To be able to adapt quickly to market demands this year, retailers had to be agile. It’s been a year unlike (almost) any other, but you don’t need me to tell you that. Through all of this uncertainty, there have been positive signs writes Jason Toshack, Vice President and General Manager ANZ Oracle NetSuite.
For example, online shopping has grown 26.9 per cent YOY for the 12 months to 31 July according to Australia Post data. As retailers prepare for a typical EOY sales season, how can they set themselves up for success?
Here are a few areas for consideration to boost your sales
Flexibility is key
The future is difficult to predict. A key defence against uncertainty is flexibility. Flexibility comes from having an accurate up-to-date view of your operational data supported by a set of business tools that help you adapt quickly.
Ask yourself a few questions. What information can I glean from recent purchasing behaviours? Do I have historical data from the same period last year to examine the trends? Are there certain products or services that typically sell out quickly? When are customers more likely to purchase – are there particular weeks or days that transactions tend to spike? These insights could help inform your supply chain and marketing decision making.
Reimagine in-store sales
For parts of Australia where retail stores have been closed for some time, the prospect of re-opening has been exciting. It is set to also coincide with the time of year when many shoppers usually head in-store to snag a deal and stock up for the festive season. However, retailers should be aware of shifting consumer expectations when preparing for in-store shopping.

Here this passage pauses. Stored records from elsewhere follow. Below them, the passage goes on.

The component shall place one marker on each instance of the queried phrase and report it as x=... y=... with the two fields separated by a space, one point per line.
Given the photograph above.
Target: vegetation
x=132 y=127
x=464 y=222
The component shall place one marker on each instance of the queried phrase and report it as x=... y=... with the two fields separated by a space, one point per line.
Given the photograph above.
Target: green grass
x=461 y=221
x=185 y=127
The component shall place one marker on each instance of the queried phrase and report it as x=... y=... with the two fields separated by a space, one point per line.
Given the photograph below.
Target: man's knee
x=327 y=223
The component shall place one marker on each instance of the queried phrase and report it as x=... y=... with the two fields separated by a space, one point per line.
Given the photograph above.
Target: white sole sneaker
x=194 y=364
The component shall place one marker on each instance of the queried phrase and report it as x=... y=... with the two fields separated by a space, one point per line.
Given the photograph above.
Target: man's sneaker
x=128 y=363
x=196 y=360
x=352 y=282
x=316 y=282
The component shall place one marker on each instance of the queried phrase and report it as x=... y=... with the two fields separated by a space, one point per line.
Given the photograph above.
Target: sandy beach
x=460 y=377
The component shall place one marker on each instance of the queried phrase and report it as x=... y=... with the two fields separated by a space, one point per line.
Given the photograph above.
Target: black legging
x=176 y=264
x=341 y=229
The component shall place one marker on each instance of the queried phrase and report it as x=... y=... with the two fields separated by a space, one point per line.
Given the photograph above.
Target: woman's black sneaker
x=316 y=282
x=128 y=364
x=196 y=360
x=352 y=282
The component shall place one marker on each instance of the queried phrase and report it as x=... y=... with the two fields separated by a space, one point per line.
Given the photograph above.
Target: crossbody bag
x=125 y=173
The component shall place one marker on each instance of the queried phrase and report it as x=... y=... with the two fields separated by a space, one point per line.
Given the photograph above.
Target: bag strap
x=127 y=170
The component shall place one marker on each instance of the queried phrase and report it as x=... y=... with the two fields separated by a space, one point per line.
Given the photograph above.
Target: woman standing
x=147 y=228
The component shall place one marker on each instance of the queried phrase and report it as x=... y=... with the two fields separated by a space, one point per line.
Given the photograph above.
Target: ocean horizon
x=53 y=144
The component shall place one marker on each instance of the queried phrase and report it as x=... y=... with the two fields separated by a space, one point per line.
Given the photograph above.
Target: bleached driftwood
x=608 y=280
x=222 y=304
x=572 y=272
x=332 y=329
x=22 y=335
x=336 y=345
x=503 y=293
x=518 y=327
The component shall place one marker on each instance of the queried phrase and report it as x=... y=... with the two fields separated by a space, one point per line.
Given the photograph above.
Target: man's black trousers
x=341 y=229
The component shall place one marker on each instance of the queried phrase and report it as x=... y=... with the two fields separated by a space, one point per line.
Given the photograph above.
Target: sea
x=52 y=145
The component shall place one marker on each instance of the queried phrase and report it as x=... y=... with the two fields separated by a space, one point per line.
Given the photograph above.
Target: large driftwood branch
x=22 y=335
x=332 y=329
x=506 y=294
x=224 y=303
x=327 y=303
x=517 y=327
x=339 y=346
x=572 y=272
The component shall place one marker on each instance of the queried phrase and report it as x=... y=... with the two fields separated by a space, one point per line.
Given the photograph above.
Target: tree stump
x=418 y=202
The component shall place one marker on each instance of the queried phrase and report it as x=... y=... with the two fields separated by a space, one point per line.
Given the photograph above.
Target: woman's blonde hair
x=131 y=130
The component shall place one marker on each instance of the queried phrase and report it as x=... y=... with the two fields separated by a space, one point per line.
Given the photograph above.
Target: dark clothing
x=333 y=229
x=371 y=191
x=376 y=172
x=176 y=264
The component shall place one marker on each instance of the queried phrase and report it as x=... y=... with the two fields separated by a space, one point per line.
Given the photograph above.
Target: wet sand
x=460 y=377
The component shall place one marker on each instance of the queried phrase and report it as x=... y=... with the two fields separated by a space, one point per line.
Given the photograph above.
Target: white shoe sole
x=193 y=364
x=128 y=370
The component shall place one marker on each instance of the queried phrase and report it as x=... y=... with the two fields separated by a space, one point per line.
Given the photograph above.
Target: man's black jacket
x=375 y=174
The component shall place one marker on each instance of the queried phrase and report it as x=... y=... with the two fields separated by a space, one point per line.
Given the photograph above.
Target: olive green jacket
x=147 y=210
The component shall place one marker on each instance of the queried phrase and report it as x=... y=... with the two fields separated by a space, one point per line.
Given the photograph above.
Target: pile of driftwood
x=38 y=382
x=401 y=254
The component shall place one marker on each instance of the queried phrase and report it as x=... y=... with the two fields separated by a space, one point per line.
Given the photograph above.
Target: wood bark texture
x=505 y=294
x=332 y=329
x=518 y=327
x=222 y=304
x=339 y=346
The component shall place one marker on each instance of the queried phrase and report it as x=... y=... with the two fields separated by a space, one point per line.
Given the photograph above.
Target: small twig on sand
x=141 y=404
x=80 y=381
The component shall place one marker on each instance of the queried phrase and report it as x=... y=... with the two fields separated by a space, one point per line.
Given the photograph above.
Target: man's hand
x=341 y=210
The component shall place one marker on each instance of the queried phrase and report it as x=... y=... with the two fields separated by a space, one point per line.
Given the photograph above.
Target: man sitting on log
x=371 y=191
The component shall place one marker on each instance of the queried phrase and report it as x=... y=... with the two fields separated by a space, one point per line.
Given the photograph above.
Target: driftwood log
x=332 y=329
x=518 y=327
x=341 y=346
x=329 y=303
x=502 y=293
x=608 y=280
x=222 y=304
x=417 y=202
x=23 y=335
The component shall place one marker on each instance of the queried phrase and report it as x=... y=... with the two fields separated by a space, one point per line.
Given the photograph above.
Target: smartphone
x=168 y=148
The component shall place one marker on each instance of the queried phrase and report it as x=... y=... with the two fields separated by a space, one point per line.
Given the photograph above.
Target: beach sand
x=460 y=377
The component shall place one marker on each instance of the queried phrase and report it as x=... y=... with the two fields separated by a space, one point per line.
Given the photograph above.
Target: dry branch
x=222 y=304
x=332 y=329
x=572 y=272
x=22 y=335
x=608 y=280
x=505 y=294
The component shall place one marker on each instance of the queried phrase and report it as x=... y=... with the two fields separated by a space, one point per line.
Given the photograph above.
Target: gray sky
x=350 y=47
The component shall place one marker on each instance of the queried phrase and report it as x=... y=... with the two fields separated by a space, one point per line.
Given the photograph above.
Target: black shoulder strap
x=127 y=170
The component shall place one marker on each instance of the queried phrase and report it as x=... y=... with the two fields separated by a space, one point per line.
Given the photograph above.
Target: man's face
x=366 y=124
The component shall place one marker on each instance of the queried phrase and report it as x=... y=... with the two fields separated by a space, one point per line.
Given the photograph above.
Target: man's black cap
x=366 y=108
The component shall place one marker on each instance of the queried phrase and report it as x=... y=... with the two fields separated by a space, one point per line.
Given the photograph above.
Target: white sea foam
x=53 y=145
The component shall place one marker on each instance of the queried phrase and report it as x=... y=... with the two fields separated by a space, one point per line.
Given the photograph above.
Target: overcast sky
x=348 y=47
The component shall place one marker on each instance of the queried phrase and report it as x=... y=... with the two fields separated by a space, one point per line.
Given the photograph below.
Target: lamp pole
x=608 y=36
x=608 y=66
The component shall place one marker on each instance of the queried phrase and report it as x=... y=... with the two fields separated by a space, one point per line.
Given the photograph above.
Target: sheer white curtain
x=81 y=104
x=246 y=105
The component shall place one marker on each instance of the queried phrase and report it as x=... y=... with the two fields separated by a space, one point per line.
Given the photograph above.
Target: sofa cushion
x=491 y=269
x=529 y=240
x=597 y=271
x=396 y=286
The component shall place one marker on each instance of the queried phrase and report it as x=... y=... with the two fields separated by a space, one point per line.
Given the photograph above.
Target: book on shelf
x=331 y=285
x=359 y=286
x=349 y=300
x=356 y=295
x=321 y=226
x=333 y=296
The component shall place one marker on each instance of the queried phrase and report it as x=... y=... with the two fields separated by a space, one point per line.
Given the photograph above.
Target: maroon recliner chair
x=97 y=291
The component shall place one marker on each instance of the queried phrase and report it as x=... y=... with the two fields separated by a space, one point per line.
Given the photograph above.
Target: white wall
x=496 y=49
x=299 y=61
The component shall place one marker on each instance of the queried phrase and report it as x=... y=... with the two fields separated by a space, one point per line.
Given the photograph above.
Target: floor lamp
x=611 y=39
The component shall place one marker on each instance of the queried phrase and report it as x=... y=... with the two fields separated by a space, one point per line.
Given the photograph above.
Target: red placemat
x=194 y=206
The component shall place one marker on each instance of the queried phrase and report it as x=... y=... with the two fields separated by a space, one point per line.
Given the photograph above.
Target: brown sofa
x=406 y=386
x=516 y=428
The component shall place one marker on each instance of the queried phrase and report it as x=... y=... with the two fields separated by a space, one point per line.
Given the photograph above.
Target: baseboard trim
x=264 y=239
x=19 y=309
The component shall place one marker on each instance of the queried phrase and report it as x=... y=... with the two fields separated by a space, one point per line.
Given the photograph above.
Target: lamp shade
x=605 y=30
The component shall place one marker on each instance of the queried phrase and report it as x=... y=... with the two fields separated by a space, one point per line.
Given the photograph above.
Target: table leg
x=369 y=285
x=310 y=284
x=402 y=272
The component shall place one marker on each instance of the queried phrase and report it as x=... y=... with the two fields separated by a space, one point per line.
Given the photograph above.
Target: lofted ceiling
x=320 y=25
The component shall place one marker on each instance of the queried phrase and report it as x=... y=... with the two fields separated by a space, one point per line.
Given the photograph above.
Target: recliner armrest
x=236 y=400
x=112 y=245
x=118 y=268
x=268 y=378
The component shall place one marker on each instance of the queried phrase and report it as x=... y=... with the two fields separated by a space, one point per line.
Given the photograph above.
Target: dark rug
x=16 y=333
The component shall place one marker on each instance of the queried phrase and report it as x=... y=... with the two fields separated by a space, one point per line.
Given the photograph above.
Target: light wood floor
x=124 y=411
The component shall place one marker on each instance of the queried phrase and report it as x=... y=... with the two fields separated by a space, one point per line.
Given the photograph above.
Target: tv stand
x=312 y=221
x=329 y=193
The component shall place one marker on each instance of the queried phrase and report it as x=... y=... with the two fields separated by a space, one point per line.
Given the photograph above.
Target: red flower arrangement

In response to COVID, Accenture researched five broad types of consumers ranging from ‘The Worrier’ – someone who is highly concerned about their health and less likely to leave home – to ‘The Indifferent’. Of course, there are a range of thoughts and opinions in between these two extremes, but the takeaway is that retailers need to cater to a wider range of preferences.
For example, you may consider adding extra staff to process transactions quicker, thereby reducing the number of time people waiting in queues and being concerned about health risks. ‘Click and Collect’ or even boot delivery may be preferred for those wanting to avoid busy periods or crowds. There’s no doubt that online shopping is likely to remain a key channel, so it’s advisable to ensure that the user experience is smooth and frictionless.
Boost cash flow
A recent report by the Australian Bureau of Statistics found that earlier this year during the month of February reduced cash flow was the second most common factor significantly impacting businesses. Beyond applying for a business loan, there are some strategies you can try to boost cash flow, including:
- Sell early – if you have, or can get stock, why not start selling early? Many businesses have early season sales or take pre-orders to support cash flow. This also helps business leaders more accurately predict demand
- Review your returns policy – unexpected returns can have a big impact on the bottom line, but you can do something about it in certain cases. For example, some businesses make an exchange a more attractive option to customers than a refund by offering store credit or other incentives.
- Use business management tools to your advantage. Modern cloud-based solutions can automate many repetitive tasks – like invoicing – to free up more time across your team. This can also help you get paid quicker and have fewer surprises down the track.
End of year sales can be both exciting and nerve-wracking for business leaders, especially in a year that has brought many surprises. But by staying flexible, re-thinking the customer experience and boosting cash flow, retailers can feel confident about making the most of EOY sales.